The idea of mail as art is a world-wide development given that the postal services are not as frequently used today as they once were. We are now a little bit crazy over e-cards, emails, online chat and video, social networks, blogs and comment forums. Forms to apply for things are online, transactions are downloaded and uploaded. Of course there are some things that still come in the mail: bills, formal letters and bank statements (though increasingly you can opt out of these). So when something as simple as a letter or a note comes in the mail, it is almost a thrill.

Laughlin, an administrator of Alice Yard and editor of the Caribbean Review of Books, knows a thing or two about finding new spaces and the thrill of correspondence. The theme is a key concern in his poetry and a natural extension of TOWN the literary journal. A few weeks after APT arrives there is another envelop waiting for me in the mail. Smaller, with a bit of scotch-tape securing its contents. Two small items are inside.

The items are two cadmium blue postcards. One reads: "ALL I CAN SAY IS WHAT I CAN SAY" ; another "WHAT I CAN SAY IS ALL I CAN SAY". The text is in white in a sans serif font. On the reverse of one card is that familiar handwriting from before: "AND SOME DAYS I SEEM TO HAVE NOTHING AT ALL TO SAY. -" The other card, a simple signature and date: "N. 3 Dec. 2011."

A few months later, more. From a different source.

A white envelop with a stark black font. The letters P & E and my name and address. Inside a small booklet, one side Emigrante the other Pinky. Three flyers to post on walls as I please. This is the work of Alicia Milne and Luis Vasquez La Roche who have mailed out, in a personalised kind of way, zines. (I have written a blurb for this project.)

More clues: "We place our work in the streets and curate encounters with the public. Existing in the landscape, the work no longer belongs to its creators, it becomes art for all," a notice reads. Then, images playing on ideas of HE v. SHE, part and whole, pleasure and pain, screaming and silence. Physical education (PE) comes to mind: play.
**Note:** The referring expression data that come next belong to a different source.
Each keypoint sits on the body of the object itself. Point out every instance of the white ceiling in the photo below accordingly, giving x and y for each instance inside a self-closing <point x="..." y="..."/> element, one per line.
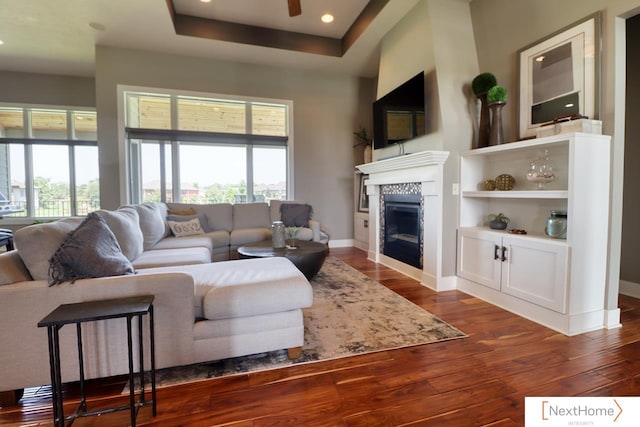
<point x="59" y="37"/>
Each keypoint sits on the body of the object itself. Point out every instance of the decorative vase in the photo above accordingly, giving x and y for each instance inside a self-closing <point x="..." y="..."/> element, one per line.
<point x="484" y="128"/>
<point x="368" y="154"/>
<point x="277" y="235"/>
<point x="496" y="137"/>
<point x="497" y="225"/>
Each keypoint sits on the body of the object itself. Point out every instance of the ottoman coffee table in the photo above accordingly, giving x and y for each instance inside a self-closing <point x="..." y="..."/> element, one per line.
<point x="307" y="256"/>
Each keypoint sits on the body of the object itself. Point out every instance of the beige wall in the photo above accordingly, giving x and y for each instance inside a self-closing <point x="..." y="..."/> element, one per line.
<point x="327" y="109"/>
<point x="436" y="37"/>
<point x="502" y="27"/>
<point x="629" y="266"/>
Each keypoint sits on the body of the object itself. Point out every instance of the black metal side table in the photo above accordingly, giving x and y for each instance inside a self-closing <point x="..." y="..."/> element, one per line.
<point x="90" y="311"/>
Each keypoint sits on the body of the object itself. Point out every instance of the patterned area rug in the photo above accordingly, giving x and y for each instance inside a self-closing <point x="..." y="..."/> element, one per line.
<point x="351" y="314"/>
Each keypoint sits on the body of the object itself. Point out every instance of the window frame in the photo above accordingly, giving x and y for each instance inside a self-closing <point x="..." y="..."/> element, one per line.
<point x="28" y="141"/>
<point x="132" y="185"/>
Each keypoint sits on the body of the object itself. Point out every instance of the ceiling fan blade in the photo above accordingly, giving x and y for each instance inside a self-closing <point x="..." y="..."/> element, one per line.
<point x="294" y="7"/>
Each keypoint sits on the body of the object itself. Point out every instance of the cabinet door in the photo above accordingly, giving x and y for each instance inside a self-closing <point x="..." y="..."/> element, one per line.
<point x="476" y="257"/>
<point x="536" y="271"/>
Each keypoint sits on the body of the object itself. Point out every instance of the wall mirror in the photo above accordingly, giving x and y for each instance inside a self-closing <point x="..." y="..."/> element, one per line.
<point x="559" y="76"/>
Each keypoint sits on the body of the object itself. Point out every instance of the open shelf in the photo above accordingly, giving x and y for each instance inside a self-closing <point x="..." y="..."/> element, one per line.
<point x="518" y="194"/>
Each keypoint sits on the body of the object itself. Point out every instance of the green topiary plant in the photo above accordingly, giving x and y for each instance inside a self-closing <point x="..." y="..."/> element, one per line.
<point x="497" y="94"/>
<point x="483" y="82"/>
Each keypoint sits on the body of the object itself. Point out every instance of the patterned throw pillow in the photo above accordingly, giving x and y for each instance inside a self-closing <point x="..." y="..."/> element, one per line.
<point x="204" y="224"/>
<point x="91" y="250"/>
<point x="186" y="228"/>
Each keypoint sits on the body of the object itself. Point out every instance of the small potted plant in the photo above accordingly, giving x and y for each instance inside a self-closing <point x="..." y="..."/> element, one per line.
<point x="496" y="99"/>
<point x="498" y="222"/>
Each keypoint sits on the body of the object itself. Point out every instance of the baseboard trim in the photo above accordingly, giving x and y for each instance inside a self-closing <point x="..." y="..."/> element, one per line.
<point x="630" y="289"/>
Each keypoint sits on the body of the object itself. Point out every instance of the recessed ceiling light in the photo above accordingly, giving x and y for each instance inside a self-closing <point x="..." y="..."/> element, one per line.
<point x="97" y="26"/>
<point x="327" y="18"/>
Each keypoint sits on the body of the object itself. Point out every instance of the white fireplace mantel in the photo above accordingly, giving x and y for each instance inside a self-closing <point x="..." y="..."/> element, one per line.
<point x="408" y="161"/>
<point x="426" y="168"/>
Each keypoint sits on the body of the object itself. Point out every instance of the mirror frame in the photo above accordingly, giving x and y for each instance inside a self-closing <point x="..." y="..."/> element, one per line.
<point x="589" y="29"/>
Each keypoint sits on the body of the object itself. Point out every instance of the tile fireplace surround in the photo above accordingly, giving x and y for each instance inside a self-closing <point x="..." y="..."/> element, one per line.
<point x="425" y="168"/>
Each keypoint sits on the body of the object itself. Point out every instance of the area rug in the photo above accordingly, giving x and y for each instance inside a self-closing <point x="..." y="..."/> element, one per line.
<point x="351" y="314"/>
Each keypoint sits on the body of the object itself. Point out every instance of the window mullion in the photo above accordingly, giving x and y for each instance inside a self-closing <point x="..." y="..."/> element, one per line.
<point x="249" y="130"/>
<point x="175" y="153"/>
<point x="72" y="165"/>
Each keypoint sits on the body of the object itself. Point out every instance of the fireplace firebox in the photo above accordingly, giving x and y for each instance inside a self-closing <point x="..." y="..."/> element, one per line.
<point x="402" y="228"/>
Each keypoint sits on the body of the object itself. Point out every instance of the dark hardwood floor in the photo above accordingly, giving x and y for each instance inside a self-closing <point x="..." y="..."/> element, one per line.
<point x="475" y="381"/>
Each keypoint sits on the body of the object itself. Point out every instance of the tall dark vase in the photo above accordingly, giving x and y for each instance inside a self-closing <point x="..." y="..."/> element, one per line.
<point x="496" y="137"/>
<point x="484" y="128"/>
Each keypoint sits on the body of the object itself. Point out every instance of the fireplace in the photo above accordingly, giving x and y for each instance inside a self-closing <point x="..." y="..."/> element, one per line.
<point x="417" y="176"/>
<point x="402" y="238"/>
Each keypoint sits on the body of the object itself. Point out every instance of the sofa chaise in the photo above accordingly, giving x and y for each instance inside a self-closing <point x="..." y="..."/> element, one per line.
<point x="204" y="310"/>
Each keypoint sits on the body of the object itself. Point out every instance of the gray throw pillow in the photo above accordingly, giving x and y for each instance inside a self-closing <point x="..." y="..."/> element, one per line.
<point x="91" y="250"/>
<point x="295" y="214"/>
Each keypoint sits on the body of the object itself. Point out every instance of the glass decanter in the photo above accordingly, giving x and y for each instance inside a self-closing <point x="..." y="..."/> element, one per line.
<point x="541" y="170"/>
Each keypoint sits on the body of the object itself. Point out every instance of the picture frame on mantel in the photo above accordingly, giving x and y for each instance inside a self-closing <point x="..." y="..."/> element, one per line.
<point x="559" y="76"/>
<point x="363" y="199"/>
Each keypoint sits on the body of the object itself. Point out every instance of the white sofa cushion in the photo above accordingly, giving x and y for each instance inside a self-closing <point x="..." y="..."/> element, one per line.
<point x="255" y="286"/>
<point x="170" y="257"/>
<point x="37" y="243"/>
<point x="251" y="215"/>
<point x="249" y="235"/>
<point x="12" y="269"/>
<point x="125" y="225"/>
<point x="246" y="287"/>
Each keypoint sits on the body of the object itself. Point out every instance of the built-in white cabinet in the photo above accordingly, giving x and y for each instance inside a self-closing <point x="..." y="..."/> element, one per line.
<point x="531" y="269"/>
<point x="557" y="282"/>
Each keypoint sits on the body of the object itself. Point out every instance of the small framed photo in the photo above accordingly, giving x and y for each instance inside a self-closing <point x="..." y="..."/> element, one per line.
<point x="363" y="199"/>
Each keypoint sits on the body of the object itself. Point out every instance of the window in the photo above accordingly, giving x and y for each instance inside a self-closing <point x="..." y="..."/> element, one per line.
<point x="198" y="149"/>
<point x="48" y="162"/>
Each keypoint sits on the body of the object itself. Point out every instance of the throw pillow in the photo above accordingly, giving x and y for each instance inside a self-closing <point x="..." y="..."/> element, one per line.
<point x="91" y="250"/>
<point x="36" y="243"/>
<point x="186" y="228"/>
<point x="188" y="211"/>
<point x="125" y="224"/>
<point x="152" y="224"/>
<point x="184" y="218"/>
<point x="296" y="214"/>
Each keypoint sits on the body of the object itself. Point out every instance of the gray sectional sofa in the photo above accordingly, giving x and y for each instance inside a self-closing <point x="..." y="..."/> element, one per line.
<point x="204" y="310"/>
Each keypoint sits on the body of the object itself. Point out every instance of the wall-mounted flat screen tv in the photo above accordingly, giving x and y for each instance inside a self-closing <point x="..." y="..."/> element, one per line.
<point x="399" y="115"/>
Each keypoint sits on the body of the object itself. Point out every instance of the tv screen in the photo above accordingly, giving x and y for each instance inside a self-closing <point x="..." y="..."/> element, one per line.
<point x="399" y="115"/>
Both are artists who produce work interrogating self and what it means to place the self across the boundaries letters normally transgress.



Exploring Milne's website, I encounter her zine Neither Here Nor There. The artist mails out a copy to whoever emails her asking for it.
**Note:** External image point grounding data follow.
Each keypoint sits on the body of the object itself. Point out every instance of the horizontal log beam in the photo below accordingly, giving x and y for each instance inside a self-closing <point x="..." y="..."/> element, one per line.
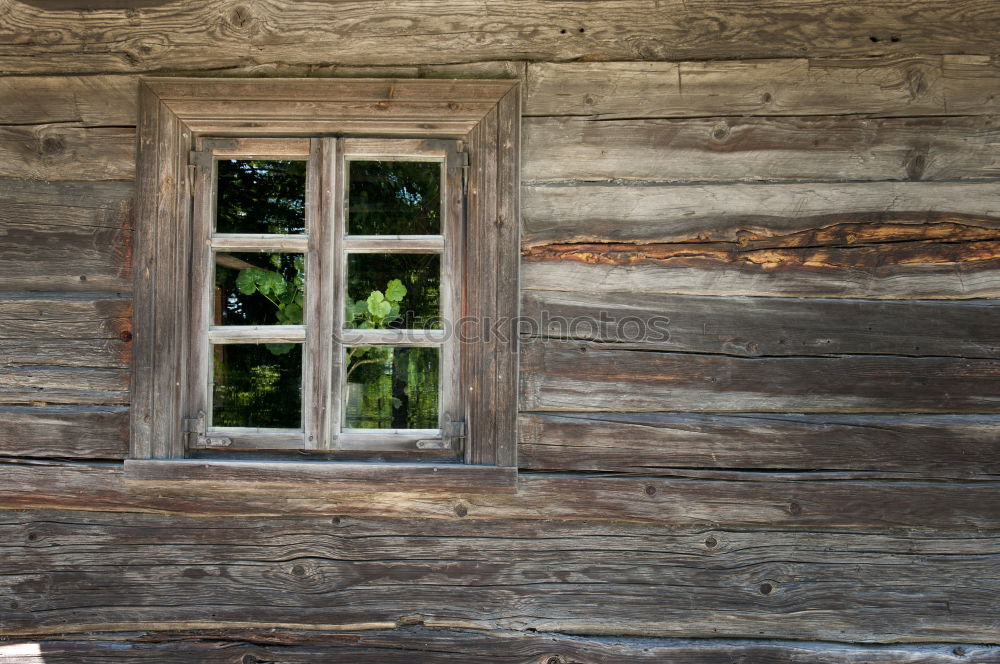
<point x="770" y="500"/>
<point x="899" y="85"/>
<point x="82" y="432"/>
<point x="66" y="236"/>
<point x="697" y="443"/>
<point x="728" y="149"/>
<point x="64" y="573"/>
<point x="442" y="647"/>
<point x="203" y="35"/>
<point x="585" y="376"/>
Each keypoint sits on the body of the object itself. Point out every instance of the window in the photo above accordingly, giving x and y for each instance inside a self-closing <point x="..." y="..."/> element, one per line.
<point x="326" y="283"/>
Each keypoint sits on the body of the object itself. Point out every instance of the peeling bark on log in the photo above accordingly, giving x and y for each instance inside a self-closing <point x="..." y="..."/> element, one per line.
<point x="724" y="149"/>
<point x="409" y="645"/>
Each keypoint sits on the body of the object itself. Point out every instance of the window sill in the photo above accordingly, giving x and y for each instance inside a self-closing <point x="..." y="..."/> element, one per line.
<point x="325" y="476"/>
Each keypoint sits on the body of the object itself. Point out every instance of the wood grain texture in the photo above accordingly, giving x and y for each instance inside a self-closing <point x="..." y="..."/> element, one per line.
<point x="869" y="240"/>
<point x="436" y="646"/>
<point x="66" y="152"/>
<point x="763" y="499"/>
<point x="82" y="432"/>
<point x="65" y="331"/>
<point x="733" y="212"/>
<point x="206" y="35"/>
<point x="905" y="85"/>
<point x="65" y="236"/>
<point x="668" y="443"/>
<point x="761" y="326"/>
<point x="722" y="149"/>
<point x="65" y="575"/>
<point x="585" y="376"/>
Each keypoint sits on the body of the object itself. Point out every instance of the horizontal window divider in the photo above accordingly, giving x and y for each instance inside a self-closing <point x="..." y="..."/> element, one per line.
<point x="352" y="337"/>
<point x="264" y="334"/>
<point x="397" y="244"/>
<point x="211" y="474"/>
<point x="253" y="242"/>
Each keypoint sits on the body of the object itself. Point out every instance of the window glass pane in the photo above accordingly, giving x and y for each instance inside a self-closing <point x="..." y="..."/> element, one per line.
<point x="258" y="289"/>
<point x="261" y="196"/>
<point x="394" y="198"/>
<point x="391" y="388"/>
<point x="257" y="385"/>
<point x="393" y="291"/>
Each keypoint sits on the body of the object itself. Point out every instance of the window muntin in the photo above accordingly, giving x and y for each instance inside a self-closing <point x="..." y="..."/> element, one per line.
<point x="361" y="318"/>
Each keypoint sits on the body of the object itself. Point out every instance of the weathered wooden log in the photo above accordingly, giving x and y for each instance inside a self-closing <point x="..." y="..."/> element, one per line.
<point x="82" y="432"/>
<point x="61" y="152"/>
<point x="204" y="35"/>
<point x="723" y="149"/>
<point x="904" y="85"/>
<point x="585" y="376"/>
<point x="764" y="499"/>
<point x="408" y="645"/>
<point x="65" y="236"/>
<point x="694" y="444"/>
<point x="77" y="573"/>
<point x="762" y="326"/>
A few days later, it arrives in the smallest of envelops. Inside are words, maps and drawings of fictional and real places. I can decipher the following phrases throughout the zine: to somewhere; Point A Point B Point C Point D Point E; no scale available, dark-ness, the constant flow; Pass through time; the clusters descend, scale variable; a fraidy place is always uncertain; sometimes north, sometimes south; nice, nicer; straight straight straight straight; and still I feel uncertain.


Where the self is; the idea of travel and of order; of mapping the terrain; of moving between motions, states, emotions. Somehow all of this comes to mind. It's the kind of thing possible with art that comes in the mail. There is so much more of it out there, too.